Consider Assisted Living or Independent Living
Sometimes, a senior loved one may be moving because of a need for extra care. In these situations, it’s vital for family caregivers to weigh assisted and independent living options. With assisted living, your loved one will have help with routine activities such as dressing and managing medications, while independent living centers tend to focus more on providing seniors with a communal living environment that offers extra services. You may also need to consider whether other long-term care options are more appropriate for your loved one.
Think About Alzheimer’s or Dementia Needs
As you help your loved one downsize into a new home, you should be mindful of any limiting health conditions or major life events connected to the move. This especially pertains to loved ones who are dealing with Alzheimer’s and grief. It can take more time for these seniors to move on and begin to handle other major tasks, such as finding a new home, sorting through belongings and managing all of the details involved with a major move. You may also need to assist with the transition to nursing home care, which is common for seniors with Alzheimer’s.
Find Pros Who Work with Seniors
If you have a full-time job or other responsibilities, you may not be able to dedicate a lot of time to helping your loved one find that perfect home and get moved into it. To make sure your elderly loved one gets the assistance they require, you can always hire professionals to help. You can hire a senior move manager to help organize a senior’s transition from start to finish, including decluttering. For less involved help, you can also find a local SRES realtor, who has been certified to work with seniors and to meet their unique home needs, for your loved one.

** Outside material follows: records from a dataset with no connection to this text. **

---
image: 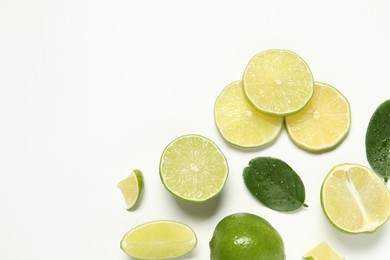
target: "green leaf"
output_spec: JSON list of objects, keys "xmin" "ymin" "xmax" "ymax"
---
[
  {"xmin": 243, "ymin": 157, "xmax": 307, "ymax": 211},
  {"xmin": 366, "ymin": 100, "xmax": 390, "ymax": 182}
]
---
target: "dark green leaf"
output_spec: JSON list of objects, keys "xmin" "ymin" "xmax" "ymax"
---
[
  {"xmin": 243, "ymin": 157, "xmax": 307, "ymax": 211},
  {"xmin": 366, "ymin": 100, "xmax": 390, "ymax": 181}
]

Obtain a Financial Power of Attorney for Loved Ones
This is something many caregivers forget to address but if you are assisting a loved one with Alzheimer’s or any other limiting condition, you may need to have the ability to make financial or health decisions for that person. For that, you need a power of attorney that will cover both areas, and allow you to help your senior loved one manage their mortgage, as well as other related finances, as well as their healthcare. A power of attorney can also be useful when seniors need to buy or refinance a home, or if caregivers need to sell that home in order to cover the costs of assisted living or other long-term care.
Help a Senior Loved One with Other Downsizing Tasks
Now that you’ve covered some of the heavier aspects of helping a senior downsize, you can focus on the more mundane tasks. Still, those seemingly simple tasks, such as decluttering, can be rather emotional for seniors. To older loved ones, the belongings in their home are so much more than just “things”; they are the remnants of the memories that have made up their life. So try to understand this and be patient as you sort through a senior’s household goods. You should also check that any pets will be safe in your loved one’s new home.
This is a major life transition for your loved one, and it can be emotional for you as well. With your guidance and help, however, this can be a positive move for all. You just need to stay focused on the important tasks, deal with whatever emotions come up, and keep the best interest of both your loved one and yourself in mind.